For most Americans, the Fourth of July means a backyard cookout. Yet many a meal may go up in smoke, according to Mr. Barbecue, a nationally known outdoor cook, because people don't know the barbecue basics.
Part of the problem is the "expert advice" people read in gourmet magazines, says Mr. Barbecue (aka Bruce Bjorkman), author of "The Great Barbecue Companion." "The grilling tips you read are almost always woefully wrong!" he says.
Here are four myths that Mr. Barbecue would like to bust.
MYTH 1: Don't use a fork to turn meat on the grill. You'll lose all the juice.
Nonsense! Meat is composed of multicellular tissue. Even if you pierce a few hundred of these cells - all of which contain water - billions of other cells still hold liquid. What's important is to sear the meat to help lock in the juices. Forks, tongs, and spatulas can all be used to turn your meat.
MYTH 2: Apply barbecue sauce during the last 10 to 15 minutes of cooking.
Never add sauce to meat on the grill. The reason: Most barbecue sauces contain a lot of sugar, which caramelizes and burns when exposed to high heat. Instead, warm up the sauce and then brush it on after the meat has been pulled off the grill.

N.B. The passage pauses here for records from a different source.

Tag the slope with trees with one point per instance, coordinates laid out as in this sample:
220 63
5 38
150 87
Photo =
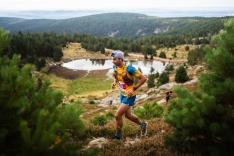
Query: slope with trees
202 121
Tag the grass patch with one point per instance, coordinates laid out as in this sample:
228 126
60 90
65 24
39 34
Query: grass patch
86 85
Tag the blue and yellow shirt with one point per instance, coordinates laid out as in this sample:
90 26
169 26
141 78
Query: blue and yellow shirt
125 78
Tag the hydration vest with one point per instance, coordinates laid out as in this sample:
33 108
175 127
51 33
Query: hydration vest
125 76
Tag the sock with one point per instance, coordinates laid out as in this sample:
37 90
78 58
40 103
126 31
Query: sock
142 124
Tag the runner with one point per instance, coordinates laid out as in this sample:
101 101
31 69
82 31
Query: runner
124 77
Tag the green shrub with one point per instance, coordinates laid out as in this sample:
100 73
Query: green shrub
100 120
110 115
169 67
114 107
181 75
163 78
148 111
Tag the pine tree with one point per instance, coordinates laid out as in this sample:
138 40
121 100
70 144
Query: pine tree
31 120
181 75
203 122
163 78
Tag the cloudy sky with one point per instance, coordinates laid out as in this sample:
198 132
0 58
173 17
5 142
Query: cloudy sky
107 4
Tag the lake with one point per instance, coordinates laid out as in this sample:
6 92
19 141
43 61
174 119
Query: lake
100 64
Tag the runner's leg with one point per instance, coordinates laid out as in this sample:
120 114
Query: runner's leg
118 116
131 116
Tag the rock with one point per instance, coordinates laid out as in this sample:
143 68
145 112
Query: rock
137 139
132 142
158 95
199 69
97 101
100 142
103 105
191 81
152 90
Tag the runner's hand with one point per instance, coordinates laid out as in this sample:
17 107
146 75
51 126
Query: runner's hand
130 92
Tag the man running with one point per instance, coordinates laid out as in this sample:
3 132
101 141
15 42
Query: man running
124 77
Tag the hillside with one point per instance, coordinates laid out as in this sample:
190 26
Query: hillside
132 25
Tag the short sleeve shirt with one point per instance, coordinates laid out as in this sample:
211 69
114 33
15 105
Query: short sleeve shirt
131 72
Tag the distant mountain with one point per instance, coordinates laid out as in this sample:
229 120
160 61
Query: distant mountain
159 12
131 25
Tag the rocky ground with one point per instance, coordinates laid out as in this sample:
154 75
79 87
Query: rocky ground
74 51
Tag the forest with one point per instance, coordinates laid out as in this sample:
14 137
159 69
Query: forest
32 120
127 25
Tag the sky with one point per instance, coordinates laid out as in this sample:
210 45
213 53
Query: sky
20 5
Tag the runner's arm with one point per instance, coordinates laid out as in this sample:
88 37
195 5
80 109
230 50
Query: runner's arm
141 81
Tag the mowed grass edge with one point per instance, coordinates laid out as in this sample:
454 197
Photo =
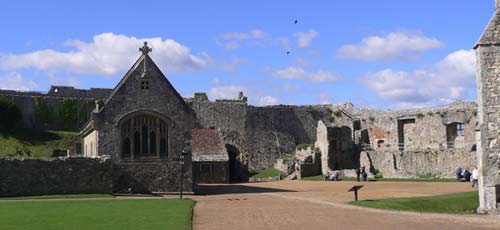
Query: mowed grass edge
56 196
321 178
97 214
457 203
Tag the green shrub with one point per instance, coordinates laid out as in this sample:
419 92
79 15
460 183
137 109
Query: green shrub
10 114
305 146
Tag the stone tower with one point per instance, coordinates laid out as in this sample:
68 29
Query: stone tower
488 135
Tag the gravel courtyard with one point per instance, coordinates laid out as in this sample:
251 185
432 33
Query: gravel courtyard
323 205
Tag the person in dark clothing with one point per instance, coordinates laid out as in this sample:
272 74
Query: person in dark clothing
358 173
467 175
363 173
458 173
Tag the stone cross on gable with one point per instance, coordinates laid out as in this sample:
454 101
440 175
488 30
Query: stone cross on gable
145 49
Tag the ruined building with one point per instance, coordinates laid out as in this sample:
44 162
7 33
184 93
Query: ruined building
488 83
143 124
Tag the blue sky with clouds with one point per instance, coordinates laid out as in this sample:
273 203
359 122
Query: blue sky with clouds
385 53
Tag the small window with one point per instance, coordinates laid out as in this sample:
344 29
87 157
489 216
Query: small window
380 143
460 129
144 84
206 169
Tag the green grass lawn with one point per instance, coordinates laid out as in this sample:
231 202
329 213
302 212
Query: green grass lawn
461 203
62 196
97 214
321 178
34 143
265 173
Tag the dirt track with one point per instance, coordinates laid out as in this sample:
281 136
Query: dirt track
322 205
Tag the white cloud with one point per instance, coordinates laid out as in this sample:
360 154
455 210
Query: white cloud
403 46
225 92
325 98
441 83
66 81
267 100
255 96
14 81
255 37
300 74
107 54
304 39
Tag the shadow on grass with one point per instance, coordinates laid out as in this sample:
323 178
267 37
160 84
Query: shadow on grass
220 189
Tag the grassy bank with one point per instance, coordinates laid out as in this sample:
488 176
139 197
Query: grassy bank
97 214
464 203
34 143
62 196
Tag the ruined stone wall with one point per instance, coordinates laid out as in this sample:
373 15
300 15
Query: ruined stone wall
42 110
420 163
146 177
264 134
54 176
488 81
423 142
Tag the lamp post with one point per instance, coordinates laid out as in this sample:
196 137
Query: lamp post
184 153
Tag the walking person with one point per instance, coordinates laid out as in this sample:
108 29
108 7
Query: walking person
358 173
458 173
363 172
475 175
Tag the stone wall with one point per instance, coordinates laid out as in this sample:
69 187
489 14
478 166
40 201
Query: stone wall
421 163
264 134
488 142
54 176
30 103
158 176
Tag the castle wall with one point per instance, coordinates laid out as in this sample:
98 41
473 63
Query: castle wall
262 134
488 81
54 176
420 143
43 110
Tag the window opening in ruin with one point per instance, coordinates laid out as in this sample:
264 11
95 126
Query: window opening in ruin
497 189
78 148
357 125
144 84
380 143
404 132
235 166
460 129
454 134
152 142
126 148
137 143
206 169
145 140
163 148
148 135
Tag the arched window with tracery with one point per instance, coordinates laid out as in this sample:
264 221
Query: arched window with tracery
145 135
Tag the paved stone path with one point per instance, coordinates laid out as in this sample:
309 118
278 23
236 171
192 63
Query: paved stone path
322 205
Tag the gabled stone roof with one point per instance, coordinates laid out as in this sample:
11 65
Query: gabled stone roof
491 35
207 145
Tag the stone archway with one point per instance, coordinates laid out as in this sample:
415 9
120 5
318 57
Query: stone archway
235 165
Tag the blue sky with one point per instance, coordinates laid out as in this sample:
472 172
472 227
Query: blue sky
382 54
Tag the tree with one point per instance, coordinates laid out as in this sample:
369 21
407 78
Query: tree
10 114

MYTH 3: Marinating meat is a great way to tenderize it.
Marinating meat only tenderizes an eighth to a sixteenth of an inch of the meat's surface. The acidic liquids used in marinades usually are not strong enough to truly break down the meat fibers.
MYTH 4: For extra flavor, place herbs onto the coals or burners.
Put your herbs and spices on the meat, not into the fire. Herbs contain volatile oils that will burn when exposed to direct high heat, causing a bitter flavor.